Note The auto.ipxe is an iPXE script that tells iPXE from where to download the HookOS kernel and initrd so that they can be loaded into memory.

The following diagram illustrates the process described above. Note that the diagram only describes the network booting parts of the DHCP interaction, not the exchange of IPAM info.

process

Configuration

Below you will find code snippets showing how to add the two-step process from above to an existing DHCP service. Each config checks if DHCP option 77 (user class option ) equals “Tinkerbell”. If it does match, then the Tinkerbell iPXE script (auto.ipxe) will be served. If option 77 does not match, then the iPXE binary (ipxe.efi) will be served.

DHCP option: next server

Most DHCP services define a next server option. This option generally corresponds to either DHCP option 66 or the DHCP header sname, reference. This option is used to tell a machine where to download the initial bootloader, reference.

Special consideration is required for the next server value when using EKS Anywhere to create your initial management cluster. This is because during this initial create phase a temporary bootstrap cluster is created and used to provision the management cluster.

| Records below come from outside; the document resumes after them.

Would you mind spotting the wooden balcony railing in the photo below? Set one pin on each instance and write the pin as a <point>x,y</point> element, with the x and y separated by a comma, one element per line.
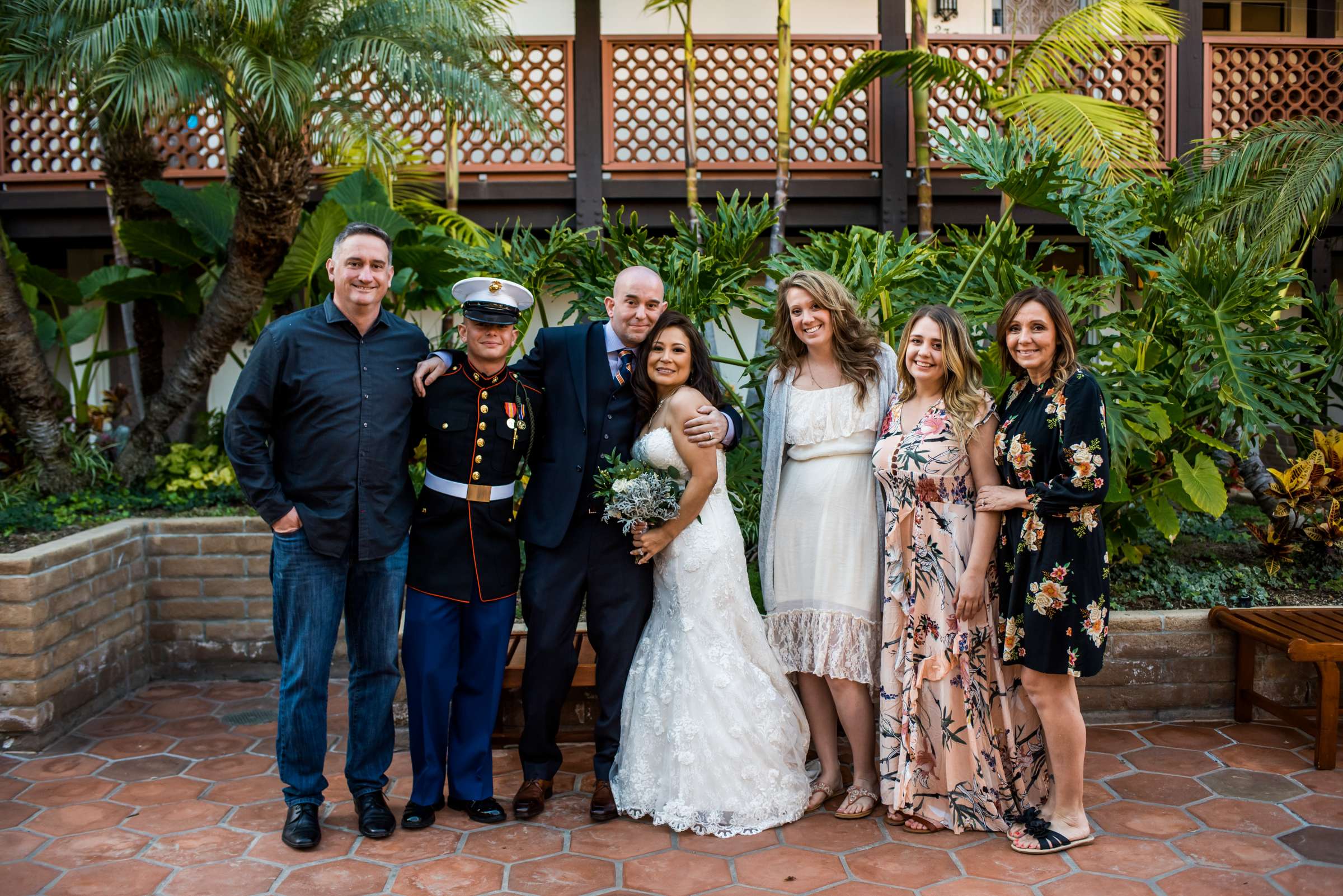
<point>735,96</point>
<point>1143,78</point>
<point>1248,81</point>
<point>1251,81</point>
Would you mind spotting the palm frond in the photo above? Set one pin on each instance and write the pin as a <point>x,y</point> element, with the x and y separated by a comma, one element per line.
<point>915,68</point>
<point>1082,39</point>
<point>1095,132</point>
<point>1276,183</point>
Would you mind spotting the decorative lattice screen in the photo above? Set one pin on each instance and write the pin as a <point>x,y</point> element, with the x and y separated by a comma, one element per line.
<point>735,96</point>
<point>1260,79</point>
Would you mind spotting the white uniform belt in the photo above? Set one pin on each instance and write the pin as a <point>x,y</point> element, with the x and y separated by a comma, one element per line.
<point>469,493</point>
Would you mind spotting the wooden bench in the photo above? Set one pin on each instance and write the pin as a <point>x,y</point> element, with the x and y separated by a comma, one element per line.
<point>585,676</point>
<point>1306,635</point>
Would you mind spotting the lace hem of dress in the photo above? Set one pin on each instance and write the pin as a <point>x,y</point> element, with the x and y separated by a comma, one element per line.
<point>821,415</point>
<point>719,824</point>
<point>825,643</point>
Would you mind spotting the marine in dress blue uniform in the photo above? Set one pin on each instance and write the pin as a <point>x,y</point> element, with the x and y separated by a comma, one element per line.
<point>462,580</point>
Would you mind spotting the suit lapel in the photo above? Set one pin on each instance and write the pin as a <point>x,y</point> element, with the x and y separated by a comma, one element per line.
<point>579,351</point>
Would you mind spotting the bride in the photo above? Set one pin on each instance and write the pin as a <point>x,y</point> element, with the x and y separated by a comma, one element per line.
<point>712,737</point>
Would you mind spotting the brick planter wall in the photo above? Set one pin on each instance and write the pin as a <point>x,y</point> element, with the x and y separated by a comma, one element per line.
<point>1172,664</point>
<point>86,619</point>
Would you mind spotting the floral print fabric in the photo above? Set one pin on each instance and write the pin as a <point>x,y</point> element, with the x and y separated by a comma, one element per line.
<point>1052,557</point>
<point>959,745</point>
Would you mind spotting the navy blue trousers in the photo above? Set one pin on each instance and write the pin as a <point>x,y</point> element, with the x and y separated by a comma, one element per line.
<point>453,655</point>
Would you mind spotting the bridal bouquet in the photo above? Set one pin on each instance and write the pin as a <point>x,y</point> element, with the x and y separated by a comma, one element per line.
<point>636,493</point>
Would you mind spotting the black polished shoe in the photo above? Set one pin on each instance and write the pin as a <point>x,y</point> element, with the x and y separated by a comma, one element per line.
<point>418,816</point>
<point>375,816</point>
<point>301,827</point>
<point>487,812</point>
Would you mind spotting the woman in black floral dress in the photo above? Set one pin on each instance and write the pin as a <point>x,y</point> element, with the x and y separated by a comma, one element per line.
<point>1052,565</point>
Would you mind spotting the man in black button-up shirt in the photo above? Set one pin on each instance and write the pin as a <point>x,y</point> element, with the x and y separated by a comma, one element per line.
<point>319,432</point>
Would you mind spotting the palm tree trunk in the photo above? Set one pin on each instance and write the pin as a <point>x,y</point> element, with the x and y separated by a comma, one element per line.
<point>129,160</point>
<point>273,181</point>
<point>692,148</point>
<point>32,393</point>
<point>452,164</point>
<point>923,150</point>
<point>783,140</point>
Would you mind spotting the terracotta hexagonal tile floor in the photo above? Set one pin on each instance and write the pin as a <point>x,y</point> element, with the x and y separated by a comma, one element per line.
<point>162,796</point>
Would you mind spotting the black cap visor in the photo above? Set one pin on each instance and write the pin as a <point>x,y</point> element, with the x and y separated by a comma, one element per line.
<point>491,313</point>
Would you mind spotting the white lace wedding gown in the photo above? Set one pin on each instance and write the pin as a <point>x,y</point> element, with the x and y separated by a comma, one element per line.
<point>712,735</point>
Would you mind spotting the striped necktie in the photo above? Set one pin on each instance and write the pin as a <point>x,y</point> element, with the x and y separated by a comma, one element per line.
<point>623,366</point>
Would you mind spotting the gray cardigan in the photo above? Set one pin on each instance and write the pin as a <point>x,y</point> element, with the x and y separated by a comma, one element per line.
<point>771,458</point>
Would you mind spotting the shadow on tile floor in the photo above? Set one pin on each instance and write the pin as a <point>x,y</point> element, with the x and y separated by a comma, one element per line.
<point>172,792</point>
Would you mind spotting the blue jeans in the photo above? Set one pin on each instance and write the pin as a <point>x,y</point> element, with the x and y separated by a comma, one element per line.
<point>311,592</point>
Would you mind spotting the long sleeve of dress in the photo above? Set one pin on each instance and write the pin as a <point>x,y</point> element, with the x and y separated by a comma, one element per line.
<point>1084,446</point>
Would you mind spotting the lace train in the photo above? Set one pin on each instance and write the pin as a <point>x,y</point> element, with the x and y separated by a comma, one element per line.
<point>712,737</point>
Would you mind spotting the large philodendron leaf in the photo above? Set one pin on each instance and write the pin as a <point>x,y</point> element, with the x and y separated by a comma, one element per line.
<point>95,286</point>
<point>51,285</point>
<point>360,187</point>
<point>1029,171</point>
<point>166,242</point>
<point>379,215</point>
<point>311,250</point>
<point>176,291</point>
<point>1203,483</point>
<point>207,214</point>
<point>917,68</point>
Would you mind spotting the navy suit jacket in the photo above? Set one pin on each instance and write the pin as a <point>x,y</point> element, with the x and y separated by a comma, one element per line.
<point>559,361</point>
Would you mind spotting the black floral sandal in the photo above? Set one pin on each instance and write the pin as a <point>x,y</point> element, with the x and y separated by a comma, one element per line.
<point>1046,839</point>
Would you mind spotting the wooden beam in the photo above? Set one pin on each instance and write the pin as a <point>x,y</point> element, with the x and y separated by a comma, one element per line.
<point>1189,77</point>
<point>895,124</point>
<point>588,112</point>
<point>1321,18</point>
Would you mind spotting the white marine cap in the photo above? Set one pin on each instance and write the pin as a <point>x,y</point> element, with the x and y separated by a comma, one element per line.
<point>488,299</point>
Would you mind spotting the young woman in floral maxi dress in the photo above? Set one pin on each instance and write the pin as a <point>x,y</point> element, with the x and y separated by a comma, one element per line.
<point>958,743</point>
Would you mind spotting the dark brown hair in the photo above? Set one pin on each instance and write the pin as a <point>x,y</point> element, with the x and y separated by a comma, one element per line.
<point>702,369</point>
<point>856,341</point>
<point>1065,341</point>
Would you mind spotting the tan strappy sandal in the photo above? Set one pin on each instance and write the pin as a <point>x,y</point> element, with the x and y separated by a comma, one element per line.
<point>820,786</point>
<point>860,793</point>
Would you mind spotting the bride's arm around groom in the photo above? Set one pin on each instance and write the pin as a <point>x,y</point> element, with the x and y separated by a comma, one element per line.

The bootstrap cluster runs the Tinkerbell stack. When the management cluster is successfully created, the Tinkerbell stack is redeployed to the management cluster and the bootstrap cluster is deleted. This means that the IP address of the Tinkerbell stack will change.

As a temporary and one-time step, the IP address used by the existing DHCP service for next server will need to be the IP address of the temporary bootstrap cluster. This will be the IP of the Admin node or if you use the cli flag --tinkerbell-bootstrap-ip then that IP should be used for the next server in your existing DHCP service.

Once the management cluster is created, the IP address used by the existing DHCP service for next server will need to be updated to the tinkerbellIP. This IP is defined in your cluster spec at tinkerbellDatacenterConfig.spec.tinkerbellIP. The next server IP will not need to be updated again.

Note: The upgrade phase of a management cluster or the creation of any workload clusters will not require you to change the next server IP in the config of your existing DHCP service.

Code snippets

The following code snippets are generic examples of the config needed to enable the two-step process to an existing DHCP service. It does not cover the IPAM info that is also required.

dnsmasq

dnsmasq.conf

dhcp-match=tinkerbell, option:user-class, Tinkerbell
dhcp-boot=tag:!tinkerbell,ipxe.efi,none,192.168.2.112
dhcp-boot=tag:tinkerbell,http://192.168.2.112/auto.ipxe

Kea DHCP

kea.json

{
    "Dhcp4": {
        "client-classes": [
            {
                "name": "tinkerbell",
                "test": "substring(option[77].hex,0,10) == 'Tinkerbell'",
                "boot-file-name": "http://192.168.2.112/auto.ipxe"
            },
            {
                "name": "default",
                "test": "not(substring(option[77].hex,0,10) == 'Tinkerbell')",
                "boot-file-name": "ipxe.efi"
            }
        ],
        "subnet4": [
            {
                "next-server": "192.168.2.112"
            }
        ]
    }
}

ISC DHCP

dhcpd.conf

 if exists user-class and option user-class = "Tinkerbell" {
     filename "http://192.168.2.112/auto.ipxe";
 } else {
     filename "ipxe.efi";
 }
 next-server "192.168.1.112";

Microsoft DHCP server

Please follow the ipxe.org guide on how to configure Microsoft DHCP server.